158 pages isn't quite an epic quest (3/5)
From February 16, 2011
My tenth Brunner... good going and getting stronger with little end in sight when considering his vast bibliography. It's a joy to delve into Brunner's mind, a mind which has created ten (the current count) versions of bizarre universes, strange humans and their circumstances, intelligent reflections of the future, and discerning visions of reality. While Catch a Falling Star may not really encompass any of those Brunner feats, it still has a Brunner-esque quality that this reader adores.
Rear cover half-synopsis:
"A hundred thousand years from now, it was
discovered that a star was approaching the world on a collision course.

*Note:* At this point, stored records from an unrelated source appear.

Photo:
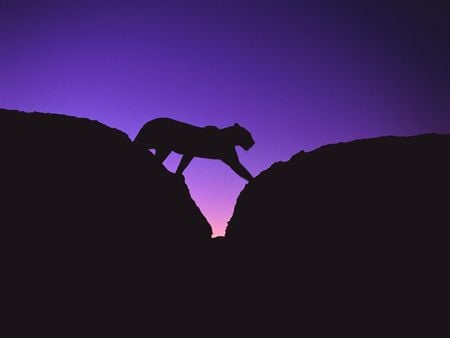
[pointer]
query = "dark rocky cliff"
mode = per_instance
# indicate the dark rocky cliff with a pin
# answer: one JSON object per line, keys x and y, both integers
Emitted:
{"x": 351, "y": 239}
{"x": 92, "y": 227}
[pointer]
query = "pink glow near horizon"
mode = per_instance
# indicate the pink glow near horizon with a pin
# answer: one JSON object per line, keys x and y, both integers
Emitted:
{"x": 296, "y": 75}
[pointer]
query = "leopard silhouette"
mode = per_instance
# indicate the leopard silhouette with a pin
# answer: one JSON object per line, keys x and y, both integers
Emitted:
{"x": 166, "y": 135}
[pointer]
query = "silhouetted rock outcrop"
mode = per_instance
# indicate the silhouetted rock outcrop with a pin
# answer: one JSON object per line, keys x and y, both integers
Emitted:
{"x": 349, "y": 239}
{"x": 92, "y": 227}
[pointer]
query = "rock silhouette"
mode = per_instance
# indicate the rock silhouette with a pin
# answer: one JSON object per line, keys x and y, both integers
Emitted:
{"x": 349, "y": 240}
{"x": 92, "y": 228}
{"x": 166, "y": 135}
{"x": 99, "y": 239}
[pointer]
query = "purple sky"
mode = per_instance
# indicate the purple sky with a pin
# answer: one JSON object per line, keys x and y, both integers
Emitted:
{"x": 297, "y": 74}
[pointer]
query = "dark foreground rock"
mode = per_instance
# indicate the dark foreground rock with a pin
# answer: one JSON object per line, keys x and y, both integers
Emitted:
{"x": 351, "y": 239}
{"x": 99, "y": 240}
{"x": 95, "y": 233}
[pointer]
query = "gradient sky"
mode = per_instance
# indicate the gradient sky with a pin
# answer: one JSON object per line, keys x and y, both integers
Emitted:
{"x": 297, "y": 74}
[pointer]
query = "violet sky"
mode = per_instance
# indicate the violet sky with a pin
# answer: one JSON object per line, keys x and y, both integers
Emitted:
{"x": 297, "y": 74}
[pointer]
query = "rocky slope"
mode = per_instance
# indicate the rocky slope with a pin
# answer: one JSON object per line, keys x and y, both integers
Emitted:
{"x": 92, "y": 227}
{"x": 352, "y": 236}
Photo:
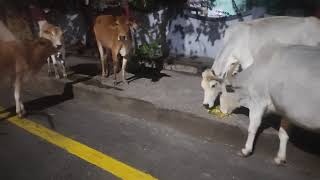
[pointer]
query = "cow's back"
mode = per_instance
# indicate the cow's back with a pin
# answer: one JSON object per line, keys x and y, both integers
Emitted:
{"x": 104, "y": 33}
{"x": 247, "y": 38}
{"x": 293, "y": 83}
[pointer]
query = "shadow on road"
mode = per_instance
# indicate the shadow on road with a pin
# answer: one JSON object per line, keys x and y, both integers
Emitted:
{"x": 37, "y": 106}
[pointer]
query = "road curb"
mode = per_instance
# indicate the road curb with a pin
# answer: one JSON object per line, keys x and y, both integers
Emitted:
{"x": 112, "y": 101}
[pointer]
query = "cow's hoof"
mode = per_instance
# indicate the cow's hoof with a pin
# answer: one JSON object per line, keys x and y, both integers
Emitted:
{"x": 57, "y": 76}
{"x": 244, "y": 153}
{"x": 21, "y": 114}
{"x": 280, "y": 161}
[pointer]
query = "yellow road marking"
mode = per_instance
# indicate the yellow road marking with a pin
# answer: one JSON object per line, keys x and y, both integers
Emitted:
{"x": 82, "y": 151}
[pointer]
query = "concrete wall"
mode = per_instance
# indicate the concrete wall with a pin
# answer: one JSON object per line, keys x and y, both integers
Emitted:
{"x": 186, "y": 35}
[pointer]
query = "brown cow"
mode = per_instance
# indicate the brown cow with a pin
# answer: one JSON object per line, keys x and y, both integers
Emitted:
{"x": 55, "y": 35}
{"x": 113, "y": 34}
{"x": 21, "y": 58}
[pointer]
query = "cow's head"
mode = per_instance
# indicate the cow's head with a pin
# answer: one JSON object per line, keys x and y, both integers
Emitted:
{"x": 123, "y": 25}
{"x": 213, "y": 85}
{"x": 54, "y": 34}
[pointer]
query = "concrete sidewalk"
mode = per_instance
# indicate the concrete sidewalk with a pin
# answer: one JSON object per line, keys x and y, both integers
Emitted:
{"x": 172, "y": 97}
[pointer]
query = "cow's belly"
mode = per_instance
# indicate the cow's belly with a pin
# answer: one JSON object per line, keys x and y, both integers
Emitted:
{"x": 299, "y": 105}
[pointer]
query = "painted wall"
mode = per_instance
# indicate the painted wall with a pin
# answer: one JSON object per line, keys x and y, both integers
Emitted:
{"x": 186, "y": 35}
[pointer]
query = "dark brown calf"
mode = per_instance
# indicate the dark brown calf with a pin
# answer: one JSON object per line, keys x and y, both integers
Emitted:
{"x": 19, "y": 59}
{"x": 113, "y": 34}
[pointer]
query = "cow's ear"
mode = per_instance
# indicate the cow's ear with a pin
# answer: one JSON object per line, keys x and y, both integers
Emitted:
{"x": 234, "y": 69}
{"x": 47, "y": 32}
{"x": 116, "y": 22}
{"x": 229, "y": 88}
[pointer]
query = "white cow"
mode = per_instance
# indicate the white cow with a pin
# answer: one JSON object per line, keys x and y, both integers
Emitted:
{"x": 244, "y": 39}
{"x": 284, "y": 79}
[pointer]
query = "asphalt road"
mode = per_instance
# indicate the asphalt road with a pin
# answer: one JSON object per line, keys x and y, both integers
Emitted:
{"x": 149, "y": 146}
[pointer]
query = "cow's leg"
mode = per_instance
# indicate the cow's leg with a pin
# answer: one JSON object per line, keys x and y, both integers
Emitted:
{"x": 115, "y": 67}
{"x": 124, "y": 65}
{"x": 54, "y": 62}
{"x": 49, "y": 66}
{"x": 283, "y": 136}
{"x": 255, "y": 117}
{"x": 63, "y": 57}
{"x": 102, "y": 58}
{"x": 17, "y": 93}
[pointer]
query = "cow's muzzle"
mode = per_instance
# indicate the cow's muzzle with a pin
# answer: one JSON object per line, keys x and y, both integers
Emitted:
{"x": 122, "y": 38}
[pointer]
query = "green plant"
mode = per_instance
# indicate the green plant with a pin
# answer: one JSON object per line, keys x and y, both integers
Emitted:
{"x": 149, "y": 50}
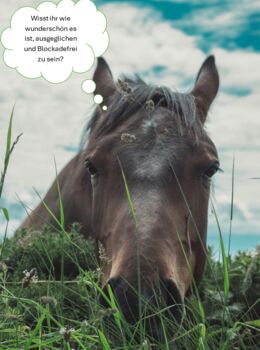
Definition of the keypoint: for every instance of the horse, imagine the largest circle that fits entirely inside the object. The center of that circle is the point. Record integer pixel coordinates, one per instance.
(140, 187)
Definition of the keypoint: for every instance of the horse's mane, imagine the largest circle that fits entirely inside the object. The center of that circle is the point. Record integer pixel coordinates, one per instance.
(133, 95)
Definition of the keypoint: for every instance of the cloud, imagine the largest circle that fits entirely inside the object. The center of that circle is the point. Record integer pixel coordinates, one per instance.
(53, 117)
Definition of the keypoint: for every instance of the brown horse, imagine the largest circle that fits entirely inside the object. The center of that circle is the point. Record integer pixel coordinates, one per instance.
(141, 187)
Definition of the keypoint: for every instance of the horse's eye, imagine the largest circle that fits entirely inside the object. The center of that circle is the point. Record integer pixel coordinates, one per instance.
(90, 167)
(211, 171)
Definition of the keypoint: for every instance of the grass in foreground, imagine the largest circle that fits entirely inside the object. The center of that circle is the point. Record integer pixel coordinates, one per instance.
(60, 309)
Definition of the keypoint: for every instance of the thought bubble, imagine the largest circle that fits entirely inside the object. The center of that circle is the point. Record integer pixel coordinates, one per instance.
(54, 40)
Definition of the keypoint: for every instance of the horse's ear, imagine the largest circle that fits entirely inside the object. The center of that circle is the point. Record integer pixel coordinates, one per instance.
(206, 86)
(105, 85)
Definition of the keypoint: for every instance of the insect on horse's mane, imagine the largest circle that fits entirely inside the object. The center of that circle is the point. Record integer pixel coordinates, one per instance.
(133, 95)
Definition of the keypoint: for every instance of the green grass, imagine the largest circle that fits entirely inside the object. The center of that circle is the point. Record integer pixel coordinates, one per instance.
(60, 309)
(43, 315)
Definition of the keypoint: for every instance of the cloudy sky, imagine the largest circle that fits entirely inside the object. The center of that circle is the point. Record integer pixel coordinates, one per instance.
(165, 42)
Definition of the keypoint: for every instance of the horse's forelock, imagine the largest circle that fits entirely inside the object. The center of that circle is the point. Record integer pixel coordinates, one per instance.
(132, 96)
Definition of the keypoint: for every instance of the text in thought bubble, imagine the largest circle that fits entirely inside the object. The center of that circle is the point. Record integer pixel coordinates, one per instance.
(54, 40)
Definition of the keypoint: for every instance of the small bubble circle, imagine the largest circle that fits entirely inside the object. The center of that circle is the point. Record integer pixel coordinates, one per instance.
(98, 99)
(89, 86)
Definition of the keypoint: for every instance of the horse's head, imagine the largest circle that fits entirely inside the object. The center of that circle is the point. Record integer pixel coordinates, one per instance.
(150, 162)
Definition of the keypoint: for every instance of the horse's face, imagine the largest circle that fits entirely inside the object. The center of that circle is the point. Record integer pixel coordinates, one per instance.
(150, 177)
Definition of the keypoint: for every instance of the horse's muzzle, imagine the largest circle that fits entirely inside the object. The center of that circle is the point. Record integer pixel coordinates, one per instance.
(146, 302)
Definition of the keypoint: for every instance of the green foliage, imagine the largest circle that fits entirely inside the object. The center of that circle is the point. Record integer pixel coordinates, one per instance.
(39, 314)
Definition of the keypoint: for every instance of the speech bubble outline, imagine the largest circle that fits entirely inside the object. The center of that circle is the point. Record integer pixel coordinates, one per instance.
(36, 11)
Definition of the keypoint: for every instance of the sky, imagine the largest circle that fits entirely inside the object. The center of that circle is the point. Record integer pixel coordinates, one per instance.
(165, 42)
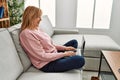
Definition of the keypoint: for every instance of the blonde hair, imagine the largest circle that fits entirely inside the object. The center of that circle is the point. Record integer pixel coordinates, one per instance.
(29, 15)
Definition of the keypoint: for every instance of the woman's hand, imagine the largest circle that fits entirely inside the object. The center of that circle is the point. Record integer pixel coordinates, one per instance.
(69, 48)
(69, 53)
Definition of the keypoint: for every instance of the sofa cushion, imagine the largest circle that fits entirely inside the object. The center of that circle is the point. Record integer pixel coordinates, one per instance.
(62, 39)
(100, 42)
(46, 25)
(10, 65)
(23, 56)
(70, 75)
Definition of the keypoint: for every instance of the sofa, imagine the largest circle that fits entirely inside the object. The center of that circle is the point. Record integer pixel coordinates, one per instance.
(15, 64)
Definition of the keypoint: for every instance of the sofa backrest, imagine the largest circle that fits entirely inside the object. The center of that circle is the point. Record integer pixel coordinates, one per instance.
(46, 25)
(10, 65)
(14, 31)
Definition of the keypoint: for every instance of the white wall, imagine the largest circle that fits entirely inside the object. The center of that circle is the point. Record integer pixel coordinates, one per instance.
(115, 21)
(66, 13)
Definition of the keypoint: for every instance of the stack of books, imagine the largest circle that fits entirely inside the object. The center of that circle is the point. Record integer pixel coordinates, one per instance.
(1, 12)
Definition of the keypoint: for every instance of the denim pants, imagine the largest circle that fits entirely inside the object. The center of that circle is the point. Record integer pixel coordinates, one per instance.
(67, 63)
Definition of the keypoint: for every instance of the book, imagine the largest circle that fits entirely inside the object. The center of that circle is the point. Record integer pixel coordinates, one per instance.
(1, 12)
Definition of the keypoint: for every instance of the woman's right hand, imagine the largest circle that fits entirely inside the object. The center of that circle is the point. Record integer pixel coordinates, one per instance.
(69, 53)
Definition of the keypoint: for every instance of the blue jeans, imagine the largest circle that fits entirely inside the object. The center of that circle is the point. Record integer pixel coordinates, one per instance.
(67, 63)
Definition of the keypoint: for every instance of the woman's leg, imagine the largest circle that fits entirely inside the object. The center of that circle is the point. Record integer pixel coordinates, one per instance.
(72, 43)
(64, 64)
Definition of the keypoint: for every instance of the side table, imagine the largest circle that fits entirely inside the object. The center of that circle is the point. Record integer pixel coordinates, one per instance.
(113, 60)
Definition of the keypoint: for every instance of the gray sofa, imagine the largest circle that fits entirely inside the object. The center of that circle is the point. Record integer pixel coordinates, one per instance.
(15, 64)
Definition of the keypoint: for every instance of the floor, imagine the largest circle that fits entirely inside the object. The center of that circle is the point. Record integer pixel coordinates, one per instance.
(87, 74)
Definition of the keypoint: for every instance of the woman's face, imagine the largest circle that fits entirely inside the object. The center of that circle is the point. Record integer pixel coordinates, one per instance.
(37, 21)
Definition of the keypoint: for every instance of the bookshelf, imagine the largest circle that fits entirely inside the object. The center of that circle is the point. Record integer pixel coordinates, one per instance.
(5, 20)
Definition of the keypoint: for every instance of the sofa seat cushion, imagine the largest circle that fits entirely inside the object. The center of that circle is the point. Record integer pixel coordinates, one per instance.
(70, 75)
(63, 38)
(100, 42)
(10, 65)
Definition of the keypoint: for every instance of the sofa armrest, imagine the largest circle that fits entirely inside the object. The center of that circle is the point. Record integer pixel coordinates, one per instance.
(65, 31)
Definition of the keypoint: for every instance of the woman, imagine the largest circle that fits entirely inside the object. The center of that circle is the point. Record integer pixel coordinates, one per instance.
(43, 54)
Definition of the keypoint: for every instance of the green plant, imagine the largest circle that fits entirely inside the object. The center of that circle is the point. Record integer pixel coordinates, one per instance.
(16, 8)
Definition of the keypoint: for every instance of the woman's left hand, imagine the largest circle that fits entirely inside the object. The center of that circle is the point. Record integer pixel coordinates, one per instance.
(69, 48)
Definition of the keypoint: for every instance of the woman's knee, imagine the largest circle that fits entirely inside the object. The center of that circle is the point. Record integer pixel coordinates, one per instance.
(75, 42)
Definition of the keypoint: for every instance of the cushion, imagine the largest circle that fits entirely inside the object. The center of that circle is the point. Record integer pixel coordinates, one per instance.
(46, 25)
(23, 56)
(100, 42)
(10, 65)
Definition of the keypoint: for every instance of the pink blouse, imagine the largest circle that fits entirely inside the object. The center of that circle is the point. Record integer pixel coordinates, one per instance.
(39, 47)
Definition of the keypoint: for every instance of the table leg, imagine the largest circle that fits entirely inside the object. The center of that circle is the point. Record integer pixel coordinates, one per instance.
(100, 64)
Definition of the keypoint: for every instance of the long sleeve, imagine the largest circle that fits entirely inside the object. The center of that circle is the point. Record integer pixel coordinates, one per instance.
(39, 48)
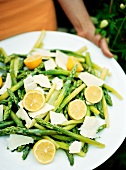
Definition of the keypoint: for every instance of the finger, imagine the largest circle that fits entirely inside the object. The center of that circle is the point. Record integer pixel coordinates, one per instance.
(105, 49)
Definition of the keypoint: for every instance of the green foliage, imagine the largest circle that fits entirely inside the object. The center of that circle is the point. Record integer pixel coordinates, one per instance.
(115, 32)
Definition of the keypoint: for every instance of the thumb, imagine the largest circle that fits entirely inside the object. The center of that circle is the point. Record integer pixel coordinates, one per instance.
(104, 46)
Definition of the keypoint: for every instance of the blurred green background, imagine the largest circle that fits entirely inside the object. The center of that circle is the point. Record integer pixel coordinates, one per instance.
(98, 9)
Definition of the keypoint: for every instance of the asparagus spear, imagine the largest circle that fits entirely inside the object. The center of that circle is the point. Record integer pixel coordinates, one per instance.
(68, 133)
(70, 157)
(65, 89)
(5, 124)
(24, 131)
(71, 96)
(26, 151)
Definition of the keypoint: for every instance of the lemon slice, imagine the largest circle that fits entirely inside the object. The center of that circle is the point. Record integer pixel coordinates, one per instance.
(93, 94)
(44, 151)
(1, 81)
(77, 109)
(33, 61)
(33, 100)
(71, 63)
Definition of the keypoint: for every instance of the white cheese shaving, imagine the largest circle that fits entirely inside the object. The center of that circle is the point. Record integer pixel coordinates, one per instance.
(22, 114)
(29, 83)
(89, 127)
(57, 118)
(30, 86)
(21, 104)
(50, 64)
(46, 108)
(61, 59)
(75, 147)
(17, 140)
(7, 84)
(90, 79)
(58, 82)
(42, 80)
(1, 112)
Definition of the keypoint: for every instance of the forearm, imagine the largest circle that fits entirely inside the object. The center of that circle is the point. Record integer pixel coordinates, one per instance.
(78, 15)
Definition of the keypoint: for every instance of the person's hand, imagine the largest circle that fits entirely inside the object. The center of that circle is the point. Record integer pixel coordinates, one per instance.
(97, 40)
(79, 17)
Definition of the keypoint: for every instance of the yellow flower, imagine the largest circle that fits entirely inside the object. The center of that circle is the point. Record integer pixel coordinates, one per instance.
(104, 23)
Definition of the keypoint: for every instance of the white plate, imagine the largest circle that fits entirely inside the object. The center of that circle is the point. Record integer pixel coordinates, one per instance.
(111, 137)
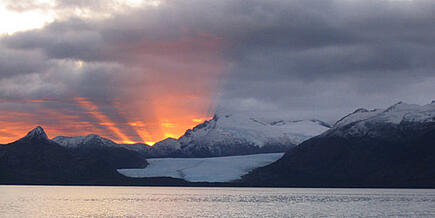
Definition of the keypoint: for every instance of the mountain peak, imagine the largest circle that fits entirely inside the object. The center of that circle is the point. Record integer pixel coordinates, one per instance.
(37, 133)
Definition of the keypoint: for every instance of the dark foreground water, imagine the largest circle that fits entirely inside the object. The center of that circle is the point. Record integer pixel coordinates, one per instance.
(80, 201)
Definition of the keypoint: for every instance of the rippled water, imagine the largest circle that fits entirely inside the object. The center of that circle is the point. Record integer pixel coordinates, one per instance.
(74, 201)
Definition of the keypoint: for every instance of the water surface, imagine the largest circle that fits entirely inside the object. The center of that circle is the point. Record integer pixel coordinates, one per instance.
(86, 201)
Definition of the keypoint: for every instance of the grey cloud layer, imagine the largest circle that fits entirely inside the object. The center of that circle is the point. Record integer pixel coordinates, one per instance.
(295, 59)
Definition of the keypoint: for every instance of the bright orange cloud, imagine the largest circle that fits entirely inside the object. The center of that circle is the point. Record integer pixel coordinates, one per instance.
(168, 87)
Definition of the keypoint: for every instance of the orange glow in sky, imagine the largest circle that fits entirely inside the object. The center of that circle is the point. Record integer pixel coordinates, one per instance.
(169, 88)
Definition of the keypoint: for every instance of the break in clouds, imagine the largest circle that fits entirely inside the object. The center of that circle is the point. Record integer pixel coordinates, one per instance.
(144, 73)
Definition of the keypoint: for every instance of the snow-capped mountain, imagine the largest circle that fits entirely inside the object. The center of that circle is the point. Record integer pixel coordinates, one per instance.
(374, 123)
(37, 133)
(227, 135)
(393, 147)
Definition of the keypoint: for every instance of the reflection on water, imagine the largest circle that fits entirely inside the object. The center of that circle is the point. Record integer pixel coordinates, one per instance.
(73, 201)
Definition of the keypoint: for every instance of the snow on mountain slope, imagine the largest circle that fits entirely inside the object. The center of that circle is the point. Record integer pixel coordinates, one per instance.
(216, 169)
(367, 122)
(227, 135)
(242, 129)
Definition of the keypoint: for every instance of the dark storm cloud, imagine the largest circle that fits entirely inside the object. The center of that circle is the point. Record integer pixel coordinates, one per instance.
(296, 59)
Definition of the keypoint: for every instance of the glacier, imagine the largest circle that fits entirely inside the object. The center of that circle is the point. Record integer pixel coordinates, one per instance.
(215, 169)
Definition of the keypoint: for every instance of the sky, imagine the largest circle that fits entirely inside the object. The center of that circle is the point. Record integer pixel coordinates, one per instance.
(142, 70)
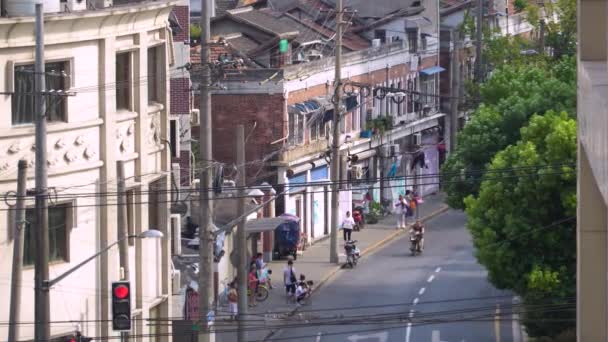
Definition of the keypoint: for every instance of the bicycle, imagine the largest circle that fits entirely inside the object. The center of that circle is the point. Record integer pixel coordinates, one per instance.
(222, 298)
(261, 293)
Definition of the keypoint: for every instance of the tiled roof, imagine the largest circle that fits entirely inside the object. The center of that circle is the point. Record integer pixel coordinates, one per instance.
(221, 6)
(262, 19)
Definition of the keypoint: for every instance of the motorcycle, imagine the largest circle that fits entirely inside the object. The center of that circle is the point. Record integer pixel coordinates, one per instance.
(415, 239)
(352, 253)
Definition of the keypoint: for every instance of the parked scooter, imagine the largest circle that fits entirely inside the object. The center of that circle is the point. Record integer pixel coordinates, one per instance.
(352, 253)
(415, 238)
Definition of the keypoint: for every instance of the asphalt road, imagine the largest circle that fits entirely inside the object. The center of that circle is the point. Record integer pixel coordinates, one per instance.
(440, 296)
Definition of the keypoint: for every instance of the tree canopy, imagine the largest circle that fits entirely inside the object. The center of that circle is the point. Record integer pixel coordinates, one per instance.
(508, 99)
(537, 206)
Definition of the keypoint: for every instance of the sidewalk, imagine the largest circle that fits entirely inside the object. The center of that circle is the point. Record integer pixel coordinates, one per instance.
(314, 263)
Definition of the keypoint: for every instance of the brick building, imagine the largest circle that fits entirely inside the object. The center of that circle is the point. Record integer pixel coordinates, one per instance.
(288, 112)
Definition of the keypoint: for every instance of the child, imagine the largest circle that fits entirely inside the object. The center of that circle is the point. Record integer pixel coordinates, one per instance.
(233, 299)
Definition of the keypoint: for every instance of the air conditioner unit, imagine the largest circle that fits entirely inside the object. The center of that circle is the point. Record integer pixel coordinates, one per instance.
(417, 137)
(394, 149)
(76, 5)
(356, 172)
(195, 117)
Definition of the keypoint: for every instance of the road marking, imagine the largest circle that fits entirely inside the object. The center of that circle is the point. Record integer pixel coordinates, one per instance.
(380, 337)
(497, 323)
(515, 330)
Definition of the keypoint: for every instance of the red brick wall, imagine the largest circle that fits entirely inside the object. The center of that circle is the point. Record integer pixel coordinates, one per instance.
(183, 16)
(180, 96)
(228, 111)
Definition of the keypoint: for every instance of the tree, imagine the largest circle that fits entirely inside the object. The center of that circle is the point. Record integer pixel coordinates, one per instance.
(528, 242)
(509, 98)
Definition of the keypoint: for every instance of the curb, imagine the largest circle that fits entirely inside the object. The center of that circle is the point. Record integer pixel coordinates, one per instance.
(369, 250)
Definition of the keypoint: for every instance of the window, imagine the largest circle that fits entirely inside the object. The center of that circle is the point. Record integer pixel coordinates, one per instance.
(22, 101)
(173, 134)
(60, 221)
(155, 73)
(123, 81)
(412, 39)
(380, 34)
(314, 127)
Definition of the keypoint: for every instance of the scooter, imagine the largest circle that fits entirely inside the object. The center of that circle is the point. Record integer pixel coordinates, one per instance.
(415, 238)
(352, 253)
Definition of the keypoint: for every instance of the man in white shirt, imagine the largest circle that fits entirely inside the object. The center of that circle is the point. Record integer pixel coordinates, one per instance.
(347, 226)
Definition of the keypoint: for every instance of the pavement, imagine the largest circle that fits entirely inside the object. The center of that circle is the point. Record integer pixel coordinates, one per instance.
(270, 315)
(440, 296)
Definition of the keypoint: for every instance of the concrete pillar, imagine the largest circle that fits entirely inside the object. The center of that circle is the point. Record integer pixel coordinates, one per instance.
(107, 212)
(592, 256)
(592, 30)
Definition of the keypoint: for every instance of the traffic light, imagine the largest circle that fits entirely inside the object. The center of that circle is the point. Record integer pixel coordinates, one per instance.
(121, 306)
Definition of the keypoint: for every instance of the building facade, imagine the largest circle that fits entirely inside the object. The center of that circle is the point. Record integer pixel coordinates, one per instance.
(115, 62)
(592, 196)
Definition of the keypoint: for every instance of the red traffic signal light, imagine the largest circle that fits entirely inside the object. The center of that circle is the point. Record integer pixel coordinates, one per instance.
(121, 291)
(121, 306)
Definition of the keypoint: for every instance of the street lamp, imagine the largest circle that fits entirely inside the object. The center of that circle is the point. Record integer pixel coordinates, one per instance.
(152, 233)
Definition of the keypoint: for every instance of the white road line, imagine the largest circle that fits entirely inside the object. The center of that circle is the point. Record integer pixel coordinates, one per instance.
(515, 330)
(408, 332)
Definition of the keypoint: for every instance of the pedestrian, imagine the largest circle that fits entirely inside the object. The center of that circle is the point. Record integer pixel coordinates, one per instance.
(233, 299)
(402, 210)
(290, 280)
(347, 226)
(253, 285)
(259, 261)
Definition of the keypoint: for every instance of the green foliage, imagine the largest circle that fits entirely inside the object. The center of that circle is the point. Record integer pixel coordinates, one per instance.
(195, 32)
(509, 98)
(509, 236)
(380, 124)
(520, 5)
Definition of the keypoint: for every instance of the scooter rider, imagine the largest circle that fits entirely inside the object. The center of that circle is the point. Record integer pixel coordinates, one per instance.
(418, 228)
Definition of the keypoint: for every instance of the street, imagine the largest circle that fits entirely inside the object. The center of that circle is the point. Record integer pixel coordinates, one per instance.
(439, 296)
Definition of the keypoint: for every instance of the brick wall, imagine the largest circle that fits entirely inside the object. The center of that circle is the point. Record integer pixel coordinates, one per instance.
(183, 17)
(180, 96)
(228, 111)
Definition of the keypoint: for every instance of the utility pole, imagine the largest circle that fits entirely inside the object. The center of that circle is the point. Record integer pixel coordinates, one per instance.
(123, 246)
(478, 41)
(335, 147)
(455, 93)
(205, 279)
(241, 235)
(20, 224)
(41, 265)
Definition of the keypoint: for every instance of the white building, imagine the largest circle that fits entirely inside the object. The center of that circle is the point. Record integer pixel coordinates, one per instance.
(116, 61)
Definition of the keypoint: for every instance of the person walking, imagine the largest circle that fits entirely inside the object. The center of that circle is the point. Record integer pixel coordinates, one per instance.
(290, 280)
(233, 299)
(253, 284)
(402, 210)
(347, 225)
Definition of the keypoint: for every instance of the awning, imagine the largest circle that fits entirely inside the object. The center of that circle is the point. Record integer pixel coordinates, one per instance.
(264, 224)
(432, 70)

Its discoverer, Creohan, figured there might be time to save the world
if he could arouse everyone to the danger."
------------
Creohan, who is
housed in a mildly intelligent organic house hosting a telescope
belonging to its prior occupant, spots bright star which becomes
brighter and brighter with time. Consulting the Historickers, Creohan
find that's that the approaching star has been approaching for millennia
and will pass by earth in 288 years. With this knowledge he tells the
townspeople who then dismiss his mourning as banal. Upon finding the
free-spirited Chalyth, the couple begin a journey across the earth to
search for other cities who they have lost contact with, to search for a
technological civilization who have the power to catch a star, to save
humanity, to allow humans to endure on their planet.
The quest
that Creohan and Chalyth take themselves on spans wildly different
landscapes, a wide scope of evolved or mutated humans, and a glimpse of
fallen civilizations. The House of History or Tree of History is used to
study the history of the planet's rise and fall of civilizations, each
acquiring their own technology, their own ethos and their own
catastrophe. Through the study of the past, the historians
(histroickers) they hope the current civilization will live full and
well, though each minor city is far and few between, the land and sea
teeming with barbarians and heathens. The quest is epic for the pair and
those who ally themselves with the bearers of bad news.
However,
as the novel is only 158 pages, the epic quest is quite condensed and
each chapter of six or so pages is a splash of action, a peppering of
forging ahead, a swath of diversity. When progressing through 28
chapters of this, it's rather tiring and I would have liked to have many
of the sections beefed up, each one adding some delicious value to the
overall plot. As it is, each ort of a chapter barely sates ones
speculative fiction pallet. A quest is a quest, so the inevitable
divergences from a smooth plot is an expectation... but it would have
been so much better to have seen this novel filled out to 400 pages or
even a multi-book series akin to Jack L. Chalker's four-book series The
Rings of The Master (1986-1988), which I was strongly reminded of while reading
Catch a Falling Star. It's also a little bit like Brunner's own Maze of
Stars (1991).
Being a Brunner novel, it carries his knack forportraying bizarre
forms of humanity through evolution, mutation or manipulation... but it's
not his finest piece, of course. As an astute SF reader it's a certain
addition to my Brunner shelf, but perhaps for the more fair-weather
reader this might as well just be a pass.